Worakls Orchestra en Barcelona transformó Razzmatazz en una experiencia inmersiva, fusionando electrónica y orquesta en un directo que fue mucho más allá del formato habitual de club
Entrar a la sala 1 de Razzmatazz esperando una sesión de electrónica al uso y encontrarse con un escenario tomado por instrumentos de cuerda y percusión cambia rápidamente la perspectiva de la noche. El pasado jueves 9, Worakls demostró en Barcelona por qué es una de las propuestas más singulares del circuito europeo: su proyecto huye de las reglas del DJ set tradicional. En lugar de limitarse a disparar y mezclar tracks detrás de una mesa, el francés traslada su música a un terreno vivo y orgánico, reinterpretando cada tema con una orquesta en directo. Esa fusión transformó por completo el ambiente, convirtiendo la mítica pista en un espacio donde se iba tanto a bailar como a sumergirse en el sonido.

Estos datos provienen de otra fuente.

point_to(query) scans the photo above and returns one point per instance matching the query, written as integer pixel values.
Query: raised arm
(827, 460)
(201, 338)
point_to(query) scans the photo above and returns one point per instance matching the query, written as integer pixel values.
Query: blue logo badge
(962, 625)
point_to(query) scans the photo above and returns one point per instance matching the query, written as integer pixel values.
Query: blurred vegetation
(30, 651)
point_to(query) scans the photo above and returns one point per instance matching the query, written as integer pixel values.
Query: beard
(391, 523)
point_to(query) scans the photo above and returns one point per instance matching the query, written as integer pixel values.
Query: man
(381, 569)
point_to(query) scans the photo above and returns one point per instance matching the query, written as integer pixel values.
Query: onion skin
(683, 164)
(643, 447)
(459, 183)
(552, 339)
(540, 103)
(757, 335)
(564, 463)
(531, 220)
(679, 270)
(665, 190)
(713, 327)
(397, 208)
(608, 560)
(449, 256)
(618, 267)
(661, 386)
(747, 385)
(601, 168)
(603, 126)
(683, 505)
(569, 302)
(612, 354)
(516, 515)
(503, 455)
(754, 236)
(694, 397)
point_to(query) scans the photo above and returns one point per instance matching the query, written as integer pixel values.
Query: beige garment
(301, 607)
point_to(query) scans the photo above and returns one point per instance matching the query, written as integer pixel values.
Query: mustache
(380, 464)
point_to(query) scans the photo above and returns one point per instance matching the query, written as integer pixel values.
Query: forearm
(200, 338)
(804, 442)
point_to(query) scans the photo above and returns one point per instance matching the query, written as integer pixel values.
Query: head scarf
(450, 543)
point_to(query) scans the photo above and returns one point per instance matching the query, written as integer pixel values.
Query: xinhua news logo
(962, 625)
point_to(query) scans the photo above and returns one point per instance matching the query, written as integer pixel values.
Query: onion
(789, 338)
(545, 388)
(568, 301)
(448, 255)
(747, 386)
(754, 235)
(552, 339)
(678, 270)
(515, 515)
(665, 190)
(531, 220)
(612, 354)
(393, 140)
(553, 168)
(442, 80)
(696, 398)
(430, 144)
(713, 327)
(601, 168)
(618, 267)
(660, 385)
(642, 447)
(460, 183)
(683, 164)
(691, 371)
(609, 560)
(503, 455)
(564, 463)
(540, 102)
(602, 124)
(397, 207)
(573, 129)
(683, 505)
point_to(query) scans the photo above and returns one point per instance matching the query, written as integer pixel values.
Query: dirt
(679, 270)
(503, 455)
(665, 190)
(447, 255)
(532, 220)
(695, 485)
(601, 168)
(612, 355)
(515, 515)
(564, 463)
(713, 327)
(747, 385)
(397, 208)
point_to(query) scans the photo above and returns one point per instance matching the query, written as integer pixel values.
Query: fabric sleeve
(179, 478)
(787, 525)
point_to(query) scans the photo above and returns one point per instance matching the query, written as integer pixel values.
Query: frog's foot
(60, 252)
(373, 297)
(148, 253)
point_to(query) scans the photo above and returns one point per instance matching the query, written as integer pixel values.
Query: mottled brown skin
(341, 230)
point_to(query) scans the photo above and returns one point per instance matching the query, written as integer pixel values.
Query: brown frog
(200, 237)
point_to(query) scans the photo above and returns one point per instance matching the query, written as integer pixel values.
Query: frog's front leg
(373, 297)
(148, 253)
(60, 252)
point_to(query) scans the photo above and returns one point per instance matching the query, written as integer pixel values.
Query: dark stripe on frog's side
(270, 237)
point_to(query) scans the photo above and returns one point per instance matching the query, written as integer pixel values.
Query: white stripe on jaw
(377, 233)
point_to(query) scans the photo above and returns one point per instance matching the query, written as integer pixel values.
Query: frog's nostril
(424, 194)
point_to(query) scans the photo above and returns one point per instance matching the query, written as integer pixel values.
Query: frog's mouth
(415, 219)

El concierto avanzó como un viaje progresivo, muy lejos de la inmediatez habitual de los clubs. Arrancando desde pasajes contenidos y casi introspectivos, el show fue sumando capas de manera natural hasta alcanzar esos picos de intensidad épica que les caracterizan. Fue una experiencia inmersiva en la que la emoción pesaba tanto como el ritmo, confirmando la capacidad del proyecto para ir más allá de la pista de baile.